Director Jordan Vogt-Roberts is no Gareth Edwards, and that’s a good thing: when he makes a monster movie, it’s almost non-stop monsters. Think of the creature features you liked as a kid, but with all the stuff you didn’t like taken out. This time, the monsters don’t all have to get killed, the hero isn’t some square-jawed stiff, and there are no kissing scenes. Humans are snuffed a lot, and Kong’s responsible for a fair amount of people-deaths, though we later learn it’s only in the service of good-of-the-many versus good-of-the-few-or-the-one calculation. You bring helicopters to his island and drop seismic charges that will awaken subterranean hellbeasts, and Kong’s going to have to take you down for the sake of all other life on Skull Island (which, in this movie, should technically be called Skull Archipelago, but nobody’s going to a film with that title).

Humans are here because the Monarch Group, last seen in the recent Godzilla movie, has been tracking the existence of giant monsters, without much success.
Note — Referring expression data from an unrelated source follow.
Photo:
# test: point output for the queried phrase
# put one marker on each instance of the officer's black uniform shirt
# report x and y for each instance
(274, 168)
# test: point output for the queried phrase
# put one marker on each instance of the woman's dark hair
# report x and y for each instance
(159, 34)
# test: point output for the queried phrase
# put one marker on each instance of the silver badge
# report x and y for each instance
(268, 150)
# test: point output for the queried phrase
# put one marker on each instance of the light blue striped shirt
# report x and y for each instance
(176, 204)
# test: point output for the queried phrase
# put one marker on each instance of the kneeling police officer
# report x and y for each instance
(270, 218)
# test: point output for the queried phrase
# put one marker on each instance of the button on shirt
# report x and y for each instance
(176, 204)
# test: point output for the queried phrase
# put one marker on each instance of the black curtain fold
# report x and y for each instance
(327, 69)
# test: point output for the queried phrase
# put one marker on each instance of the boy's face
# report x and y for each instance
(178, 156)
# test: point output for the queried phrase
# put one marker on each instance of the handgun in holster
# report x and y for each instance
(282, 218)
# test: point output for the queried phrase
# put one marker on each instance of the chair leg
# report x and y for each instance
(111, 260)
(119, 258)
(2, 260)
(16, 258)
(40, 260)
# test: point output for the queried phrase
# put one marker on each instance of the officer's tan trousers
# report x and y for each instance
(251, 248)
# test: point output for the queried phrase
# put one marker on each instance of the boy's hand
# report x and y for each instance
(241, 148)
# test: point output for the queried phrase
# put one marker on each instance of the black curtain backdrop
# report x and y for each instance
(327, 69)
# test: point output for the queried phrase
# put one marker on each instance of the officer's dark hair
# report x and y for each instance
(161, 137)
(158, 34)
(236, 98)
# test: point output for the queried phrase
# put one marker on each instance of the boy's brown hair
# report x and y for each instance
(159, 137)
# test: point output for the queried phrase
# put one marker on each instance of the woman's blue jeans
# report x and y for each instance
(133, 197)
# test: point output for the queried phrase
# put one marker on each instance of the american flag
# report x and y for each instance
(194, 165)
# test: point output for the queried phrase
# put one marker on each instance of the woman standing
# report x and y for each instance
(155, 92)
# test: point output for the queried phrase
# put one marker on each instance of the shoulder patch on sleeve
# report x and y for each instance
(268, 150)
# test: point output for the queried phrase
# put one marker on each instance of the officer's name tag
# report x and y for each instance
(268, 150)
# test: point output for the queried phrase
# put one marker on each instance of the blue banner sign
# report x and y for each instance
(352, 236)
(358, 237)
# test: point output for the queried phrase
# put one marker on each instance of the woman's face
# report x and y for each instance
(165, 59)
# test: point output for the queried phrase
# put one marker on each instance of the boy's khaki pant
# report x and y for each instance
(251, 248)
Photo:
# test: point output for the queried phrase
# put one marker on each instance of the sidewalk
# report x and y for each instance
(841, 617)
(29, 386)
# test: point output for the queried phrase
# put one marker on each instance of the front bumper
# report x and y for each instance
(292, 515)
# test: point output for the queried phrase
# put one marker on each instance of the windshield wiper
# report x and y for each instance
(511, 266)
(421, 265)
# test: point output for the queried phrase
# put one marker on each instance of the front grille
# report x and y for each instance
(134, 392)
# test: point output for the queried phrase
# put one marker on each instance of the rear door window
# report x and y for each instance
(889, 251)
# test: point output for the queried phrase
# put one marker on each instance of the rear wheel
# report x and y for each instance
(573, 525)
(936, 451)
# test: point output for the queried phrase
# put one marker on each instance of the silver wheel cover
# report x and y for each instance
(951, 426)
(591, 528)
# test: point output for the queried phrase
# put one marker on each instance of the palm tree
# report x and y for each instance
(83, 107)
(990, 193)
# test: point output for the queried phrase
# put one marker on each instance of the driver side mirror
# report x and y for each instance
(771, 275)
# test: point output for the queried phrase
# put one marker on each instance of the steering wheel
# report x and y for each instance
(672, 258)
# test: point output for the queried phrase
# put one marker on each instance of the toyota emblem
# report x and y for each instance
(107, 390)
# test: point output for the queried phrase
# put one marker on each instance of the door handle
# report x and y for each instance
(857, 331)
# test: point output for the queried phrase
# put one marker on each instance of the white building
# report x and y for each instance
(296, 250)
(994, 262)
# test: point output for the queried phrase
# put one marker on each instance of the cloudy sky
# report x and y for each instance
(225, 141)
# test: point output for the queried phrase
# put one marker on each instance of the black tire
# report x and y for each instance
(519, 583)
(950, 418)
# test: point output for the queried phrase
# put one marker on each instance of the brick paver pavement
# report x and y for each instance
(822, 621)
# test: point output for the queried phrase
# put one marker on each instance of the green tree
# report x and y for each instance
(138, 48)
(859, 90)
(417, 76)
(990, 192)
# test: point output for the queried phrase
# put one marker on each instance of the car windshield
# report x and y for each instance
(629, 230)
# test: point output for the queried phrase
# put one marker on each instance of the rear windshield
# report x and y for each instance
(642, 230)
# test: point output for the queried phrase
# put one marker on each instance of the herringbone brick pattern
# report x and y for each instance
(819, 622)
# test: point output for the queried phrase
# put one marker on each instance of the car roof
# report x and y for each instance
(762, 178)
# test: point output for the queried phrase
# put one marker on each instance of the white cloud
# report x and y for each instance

Piggybacking on a satellite mapping mission, and gaining themselves a military escort by invoking Cold War paranoia, Fat Dude (John Goodman), Black Nerd (Corey Hawkins) and Token Utterly Useless Chinese Character For International Sales (Tian Jing) lead the expedition without telling anyone that here be monsters; also along for the ride are expert tracker Loki (Tom Hiddleston) and female photojournalist Captain Marvel (Brie Larson).

Leading the troops is Samuel L. Jackson (Samuel L. Jackson), who is so infuriated by both Kong’s smashing of helicopters and the fact that U.S. troops just pulled out of Vietnam that he’ll be damned if he lets another jungle conflict end in withdrawal or defeat. (Given the obvious metaphor, it’s amazing nobody makes a “Viet Kong” joke.) Warning him that this is a really bad idea is the local Convenient English-Speaking Exposition Guy (John C. Reilly), who was one of the original aviators in the opening, and has lived on the island/archipelago for 28 years among the magical native people who don’t speak.

There’s no need to spoil all of the creatures that lurk on the island, but amid a whole mess of visual nods to prior Kong movies, it’s good to see the octopus from the original King Kong vs. Godzilla get an update. Let’s just say Kong is no rookie in that fight…you might, in fact, call him an Oldboy. He’s also smarter than prior Kongs, and can fashion giant weapons out of things he finds. Smart enough to know he’s the last of his kind, too, which gives us the now-obligatory “Sad Kong” moment; seriously, the 1933 original only got sad when bleeding to death, but every filmmaker since has sought to sentimentalize the ape more and more. Thankfully, this marks a big step away from the lengths to which Peter Jackson took that aspect; just as Jon Favreau changed the ending of The Jungle Book because he always hated Mowgli leaving the jungle behind, Vogt-Roberts seems to have decided that “monkey die, everybody cry” need not be a hard and fast rule. And yes, I know gorillas aren’t monkeys. Dino De Laurentiis did not.

As you might have guessed from my casually dismissive character “names,” this is not a deep movie, nor one with a larger point to make. It is spectacle, and should be seen on the largest screen possible. I suspect it should be seen in 3D, too; my press screening was 2D, but there are several shots that feel like total in-your-face gimmicks, and may I say I have missed those, and am glad at least one director doesn’t feel above using them in his movie about giant beasts fighting to the death. This is not smart cinema, and it’s not trying to be; rather than a reinvention, it’s like a de-invention, back to the time of Destroy All Monsters.

Your inner child, if you still have one, should love it. Emphasis on the “if.”